Ahhh… Charleston… my kind of place – a total foodie town! As long as I can remember, the regional food of Charleston, SC has been a standout in the south. An incredible convergence of forces – everything from the Gullah and Huguenot cuisines and soul food to the seafood that is available locally, mixed with chefs educated in every tradition from french to southern – a beautiful local cuisine is created. I was in heaven, and it is worth every calorie to eat through this town.
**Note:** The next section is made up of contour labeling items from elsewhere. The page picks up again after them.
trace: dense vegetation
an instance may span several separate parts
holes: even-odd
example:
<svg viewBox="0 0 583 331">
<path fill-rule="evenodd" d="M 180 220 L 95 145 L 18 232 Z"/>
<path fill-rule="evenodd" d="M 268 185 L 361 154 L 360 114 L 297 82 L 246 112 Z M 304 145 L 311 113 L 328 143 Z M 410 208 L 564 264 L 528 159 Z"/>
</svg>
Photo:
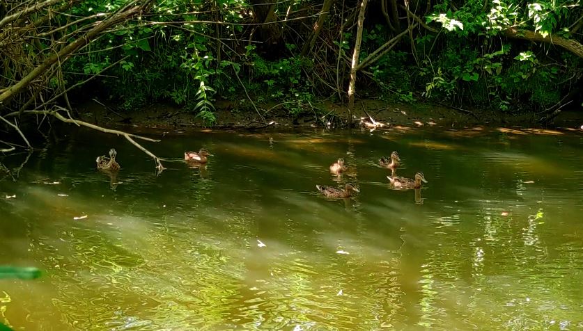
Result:
<svg viewBox="0 0 583 331">
<path fill-rule="evenodd" d="M 351 73 L 359 97 L 551 113 L 581 104 L 582 27 L 572 0 L 2 0 L 0 115 L 82 95 L 297 115 Z"/>
</svg>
We started at McCrady’s – one of those evenings that you know in the moment that you will remember it forever. We sat in the bar area of this James Beard award-winner – a well-done renovation of a two-story covered space between two very old brick buildings (top, middle) – and had incredible snacks (top, right) and prohibition-era inspired cocktails (top, left). How can you pass up a Corpse Reviver whiskey-drink, for example (front)? Everything was simple and straightforward, but elevated at the same time. I don’t think you could go wrong with anything on their menu. Of similar caliber was the next night at FIG (another Beard winner). We stopped by for cocktails and dessert – both of which were excellent (bottom, left), peach crumble with creme fraiche ice cream (in front) and sticky toffee pudding with maple ice cream (in back). YUM!
The Hominy Grill was recommended to me from every angle, and worth all the hype. A beloved, classic southern-cooking cafe, with all the requisite elements that one would think – somehow far better, fresher, and tasty than imagined from the straightforward sounding menu. All sorts of southern goodness to be had – such as boiled peanuts brought as a snack, heaping vegetable plates, and catfish sandwiches to the special okra and shrimp beignets and fried grits I had the day we went. Their desserts looked just as enticing, but we saved some room for the Sugar Bakeshop down the street. Also worth all the hype – this Brooklyn/NYC transplant found a great little space a few blocks away from Hominy to peddle his beautiful confections. We had wonderful cupcakes, but they were in close competition for our favorite as the local-made Sweetteeth chocolate we picked up for later.
Bowen’s Island Restaurant A low-country establishment in the inter-coastal waterways between Charleston and Folly Beach serving up “steamed” oysters (roasted over a fire), among other seafood treats, for 60 years. We got there off-season for oysters, and a mere 3 days before the owner opened his new space, but I still loved my shrimp and grits, and the ambiance of this slice of country. One of my favorite random-happenings of the southern road trip was when the owner, upon learning we were architects and knew about green building, toured us around the new space for half an hour – where he is pushing the sustainable angle pretty hard: green roof, hardcore water conservation, and some things, like no AC and naturally ventilation, were pretty impressive to pull off in a restaurant in Charleston! All built on top of the original shack and oyster steam pit, that burned down a year or two ago. He was a great character, and has taken serious care to honor his grandparents legacy.
Since we only had two days, and there is so much architecture and history to cover in Charleston, we did a history tour. You can choose from walking or van tours, various themes of focus, etc., and we found our tour guide from Charleston Tours to be quite charming. One of those quintessential Charlestonians that perpetually sound a bit grand and a bit tipsy – all with the mischievous glint in his eye. I was doing more listening than photo-taking, but suffice it to say if you are interested in architecture, there is a plethora of styles, all unique to this city, and vernacular details to learn from in dealing with this specific type of climate. And as one of the countries oldest towns – layers of history to sift through. Our last morning before heading down the road, we spent a few hours at Middleton Place. The plantation itself has America’s oldest landscape, designed by Le Notre (Versailles) beautifully sited on a lazy bend in the Ashley River. The archi-geeks in us were most interested in the Inn at Middleton Place, designed by WG Clark (above, right) – a beautiful project from the late eighties that somehow transcends its time period.
Most people on the West Coast chuckle whenever I mention the name of my favorite Southern magazine – Garden and Gun. While it does cover everything from home and garden to food to, yes, aspects of hunting in the Southeast, it is the way they go about it that is what makes it dear to me. Dubbed the “Soul of the New South”, it is so artfully illustrated and stated – full-page spreads, graphically beautiful and well told tales from that unique and thorough perspective that captures my displaced southern heart. I made a complete dork out of myself when we were in Charleston – not introducing myself or anything, I ran into their office just to tell them how much I love the magazine, and left as quickly as I went in. I am hoping it was a random happening in their busy work day that at least made them laugh. Always a good magazine to check out for more food recommends around the south!